Fransa’da vergi mükellefi olan ya da Fransa’da mal varlığı bulunan herkes için geçerli olacak, adına varlık vergisi denilen bu vergi Fransa Ulusal Meclisinde gelecek yılın bütçesi görüşülürken gündeme getirilmiş. Varlık vergisinin kabulü, iktidardaki Rönesans partisinin yanı sıra Ulusal Birlik (RN) partisinin muhalefetine rağmen onaylandığı belirtiliyor.
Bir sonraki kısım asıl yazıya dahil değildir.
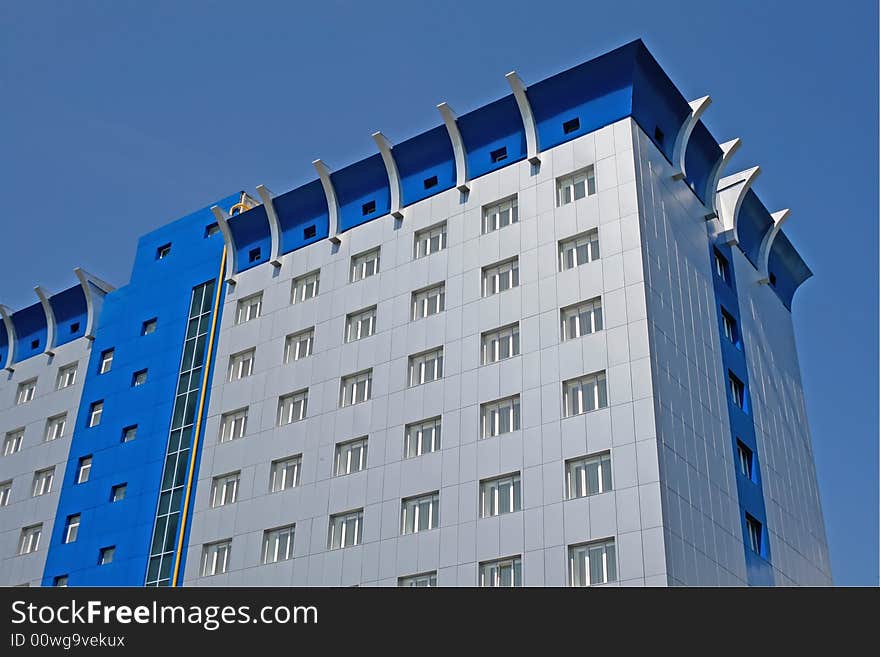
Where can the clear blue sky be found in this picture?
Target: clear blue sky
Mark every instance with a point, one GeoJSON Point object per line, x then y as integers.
{"type": "Point", "coordinates": [118, 117]}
Ulusal Meclis’te konuşan milletvekilleri “Bu bütçede hemen herkesten, hemen her konuda çaba göstermesini istiyoruz, ancak dokunmadığımız bir şey var. Bütçede zenginlerin servetlerinden faydalanacağımız tek bir madde bile yok” demişler. Sadece Fransa’daki en büyük 10 servet hesaba katıldığında bu vergiyle en az 13 milyar euro (481.6 milyar TL) kazanç sağlanacağı hesap edilmiş.
Fransa bütçesinin büyük açık verdiği hatırlatılan haberde “Oylamaya rağmen verginin Senato’dan geçmesinin pek mümkün olmadığına inanılıyor” deniyor.
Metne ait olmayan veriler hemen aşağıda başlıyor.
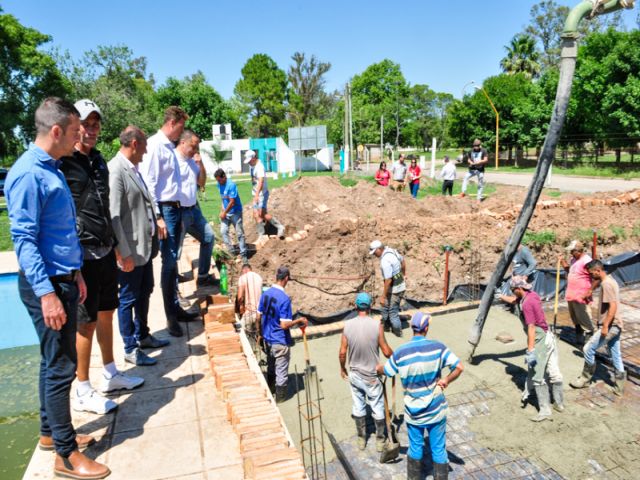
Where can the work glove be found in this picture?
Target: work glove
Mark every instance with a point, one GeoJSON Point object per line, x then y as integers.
{"type": "Point", "coordinates": [530, 358]}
Bu noktada tartışmak istediğim konulardan ilki; Fransa’daki gibi TBMM’de de bütçe konuşulurken bir parti böyle bir önerge verse kabul edilebilir mi? İktidar dışından verilen önerge belli ki Fransa’da iktidar ve muhalefet vekillerinden destek görüp onaylanabilmiş. Bizde de keşke parti aidiyeti dışında tavır alan vekiller olsa da makul öneriler parti karşı çıksa bile kabul edilebilse diye geçiyor insanın aklından. Bizde bu yasayı çıkaracak adalet duygusuna sahip milletvekilleri çoğunlukta olabilir mi, pek emin değilim. Bunu düşünseler bile parti tavrı dışında oy kullananlar çoğunluk olabilir mi derseniz; bu imkansız.
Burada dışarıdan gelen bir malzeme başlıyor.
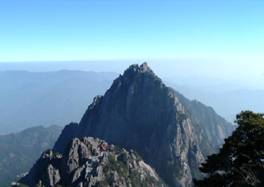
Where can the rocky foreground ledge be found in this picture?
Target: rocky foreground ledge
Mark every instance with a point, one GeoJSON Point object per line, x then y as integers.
{"type": "Point", "coordinates": [91, 162]}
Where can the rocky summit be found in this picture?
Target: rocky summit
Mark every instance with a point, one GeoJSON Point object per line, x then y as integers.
{"type": "Point", "coordinates": [91, 162]}
{"type": "Point", "coordinates": [171, 133]}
Halbuki Hazine ve Maliye Bakanı Mehmet Şimşek, Cumhurbaşkanı vetosu yemeden önce varlıklı kesimlerden alınacak ek vergilere hazırlık yapıyordu. Bırakın zenginden ek vergi almayı nereden buldun yasası bile çıkamadı. Şimşek harcaması gelirinden fazla kişileri çağırıp, bu harcamanın kaynağını sorguluyor. Bir yasa olmadığı için de bu uygulamadan sınırlı sonuç alabileceği çok kesin.
Bunun yanında şunu da söylemek gerekir ki, en son Yenidoğan Skandalı için TBMM’ye sunulan araştırma önergesi bile AKP ve MHP milletvekillerinin oylarıyla red edildi. Yani bırakın mali bir gerekliliğe sahip çıkmayı vicdani bir sorumluluk bile gösterilmedi. O nedenle Fransa örneği bize uzak geliyor..
Konuyu asgari ücret zammı üzerinden konuşuyoruz ama asgari ücretin çalışan ve emekli maaşlarının tümünde etkili olacağı kesin. Bu nedenle de asgari ücrete yapılacak zammın tüm çalışan ve emekli kesimi ilgilendiriyor.
Peki ek vergi nedeniyle bütçe açığını azalttığımız takdirde asgari ücrete yapılan zammın enflasyona etkisi daha az mı olur? Çoğu Ortodoks iktisatçı iktidarın zaten tepkisi çekerken bir de toplumsal kesimlerin tepkisini çekmemek için bu konuda sessiz kalıyor. Bu konuda açıkça konuşan iktisatçılar ise ne olursa olsun, enflasyon etkisi olacağını, yüzde 30’un üzerinde verilecek zammın yüzde 20’in altına inecek bir enflasyonu imkansız kılacağını belirtiyorlar. Yani bütçe açığı azalsa da zenginden alınacak verginin bu gerçeği değiştirmediği görüşündeler.
Ancak şunu da kabul ediyorlar ki; böyle bir vergi çıkması halinde asgari ücretlinin maaş zammı az yapılsa bile programa aidiyetleri artar. Yani sadece kendilerine fatura çıkarılmadığını görür, programa desteklerini artırabilirler.
Bence programla ilgili en önemli sorunlardan biri olan geniş toplumsal kesimlerin tepkisinin azaltılması bile önemli bir adım olur. Hiç olmazsa giderek bozulan gelir dağılımı açısından insanlar biraz moral bulur.